The reports predicts the housing needs of families that have entered the shelter system and been assessed, but those living doubled-up are not receiving assessments. The reason they have not been assessed is because the majority of the city’s current housing resources are federally funded by HUD. Families that are doubled-up do not meet HUD’s definition and therefore are ineligible for HUD’s housing resources.
The groups supporting these recommendations are: CSH, Chicago Coalition for the Homeless, the HomeWorks campaign, Catholic Charities, Ounce of Prevention Fund, Heartland Alliance, and All Chicago.
On the city level, we recommend that we start to assess all doubled-up homeless families that present at school or daycare sites and connect them to resources to address their homelessness. Currently, those resources are very limited, so we also recommend that we begin to identify flexible local funding for housing and services that do not carry HUD’s restrictions. This would ensure that families who are doubled-up are defined as eligible by our service system for these new resources.

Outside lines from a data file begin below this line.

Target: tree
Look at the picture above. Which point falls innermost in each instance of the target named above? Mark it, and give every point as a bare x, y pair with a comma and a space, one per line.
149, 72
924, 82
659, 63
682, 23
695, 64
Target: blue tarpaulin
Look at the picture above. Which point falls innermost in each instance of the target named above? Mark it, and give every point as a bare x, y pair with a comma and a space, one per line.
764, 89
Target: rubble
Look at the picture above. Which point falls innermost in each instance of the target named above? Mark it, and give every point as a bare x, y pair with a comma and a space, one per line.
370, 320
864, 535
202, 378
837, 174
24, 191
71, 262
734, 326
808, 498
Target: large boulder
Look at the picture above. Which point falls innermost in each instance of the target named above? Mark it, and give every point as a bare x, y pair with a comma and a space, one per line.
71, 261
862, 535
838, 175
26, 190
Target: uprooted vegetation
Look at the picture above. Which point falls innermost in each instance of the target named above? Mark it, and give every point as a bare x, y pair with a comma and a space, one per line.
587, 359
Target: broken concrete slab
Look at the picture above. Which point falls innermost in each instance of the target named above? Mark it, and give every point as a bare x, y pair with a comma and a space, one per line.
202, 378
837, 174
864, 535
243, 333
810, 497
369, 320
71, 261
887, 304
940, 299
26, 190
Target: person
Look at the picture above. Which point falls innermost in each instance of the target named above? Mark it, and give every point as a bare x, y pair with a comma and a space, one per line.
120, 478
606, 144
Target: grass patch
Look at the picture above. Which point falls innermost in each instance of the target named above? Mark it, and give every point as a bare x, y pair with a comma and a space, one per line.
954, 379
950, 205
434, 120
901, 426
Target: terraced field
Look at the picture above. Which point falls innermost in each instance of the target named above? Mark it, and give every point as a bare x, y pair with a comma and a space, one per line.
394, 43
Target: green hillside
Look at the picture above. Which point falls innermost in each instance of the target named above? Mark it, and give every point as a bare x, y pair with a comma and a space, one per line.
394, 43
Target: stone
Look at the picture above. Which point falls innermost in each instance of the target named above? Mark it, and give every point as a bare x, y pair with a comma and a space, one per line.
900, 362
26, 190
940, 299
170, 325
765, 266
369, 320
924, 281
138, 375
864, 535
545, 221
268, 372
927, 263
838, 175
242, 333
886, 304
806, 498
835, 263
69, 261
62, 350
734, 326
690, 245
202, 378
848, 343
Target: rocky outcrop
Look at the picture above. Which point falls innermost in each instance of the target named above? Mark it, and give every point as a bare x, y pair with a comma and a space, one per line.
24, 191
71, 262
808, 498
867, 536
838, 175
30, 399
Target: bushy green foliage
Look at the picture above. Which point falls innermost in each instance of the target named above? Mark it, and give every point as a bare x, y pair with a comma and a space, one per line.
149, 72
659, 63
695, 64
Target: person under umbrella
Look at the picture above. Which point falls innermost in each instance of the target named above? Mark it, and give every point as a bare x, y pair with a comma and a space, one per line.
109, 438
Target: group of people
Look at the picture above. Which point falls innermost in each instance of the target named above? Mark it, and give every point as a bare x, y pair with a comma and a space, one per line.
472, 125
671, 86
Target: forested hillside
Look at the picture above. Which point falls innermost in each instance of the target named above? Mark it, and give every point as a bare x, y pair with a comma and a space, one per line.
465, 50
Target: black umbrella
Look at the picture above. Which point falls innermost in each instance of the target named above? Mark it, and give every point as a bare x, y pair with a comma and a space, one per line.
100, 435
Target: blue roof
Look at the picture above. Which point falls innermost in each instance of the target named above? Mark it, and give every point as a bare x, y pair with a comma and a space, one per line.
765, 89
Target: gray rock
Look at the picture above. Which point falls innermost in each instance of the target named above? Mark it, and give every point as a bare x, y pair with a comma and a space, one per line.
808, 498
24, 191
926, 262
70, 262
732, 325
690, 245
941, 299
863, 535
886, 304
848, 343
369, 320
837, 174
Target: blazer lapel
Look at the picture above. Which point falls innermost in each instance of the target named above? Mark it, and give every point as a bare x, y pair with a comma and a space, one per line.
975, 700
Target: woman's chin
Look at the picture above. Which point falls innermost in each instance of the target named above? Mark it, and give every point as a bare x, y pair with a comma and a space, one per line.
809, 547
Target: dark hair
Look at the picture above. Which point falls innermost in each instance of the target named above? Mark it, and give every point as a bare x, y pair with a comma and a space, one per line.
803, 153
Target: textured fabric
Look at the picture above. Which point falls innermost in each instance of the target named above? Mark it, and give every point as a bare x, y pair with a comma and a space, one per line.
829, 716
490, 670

The report found that 31% percent of sheltered families had no income, 27% rely on benefits only, and 27% had income from employment. Because of those findings, we recommend that the city increase the enrollment of homeless families in community-based child care slots to 5% of all those enrolled ,with an annual evaluation of how they are meeting this goal. Also, at the state level, we recommend that children from homeless families be presumed eligible for child care, with all family co-pays waived.
We also recommend the state increase its TANF cash assistance grant to 50% of the federal poverty line ,which for a family of three would increase from $520 a month to $864 a month.
Finally, were concerned about the finding that nearly half of all families that enter the shelter system sought support services but were not prevented from becoming homeless. These families could have been prevented from entering the system, but funding for homelessness prevention has been cut drastically in recent years. In addition, the study found that many of the families were ineligible for reasons such as needing to prove ability to pay all future rent.
Because of this, we want to increase funding for homelessness prevention grants, which provide emergency cash grants to families to keep them in their housing. At the state level, we want to increase funding from $4.9 million to $6.9 million. We also recommend that the city commit $2 million of its own resources for prevention. We also recommend that the eligibility criteria for prevention be expanded so that more families that apply for help can be assisted.
The Urban Labs/CSH study was supported by the Polk Bros. Foundation, Chicago Community Trust, and Pierce Family Foundation.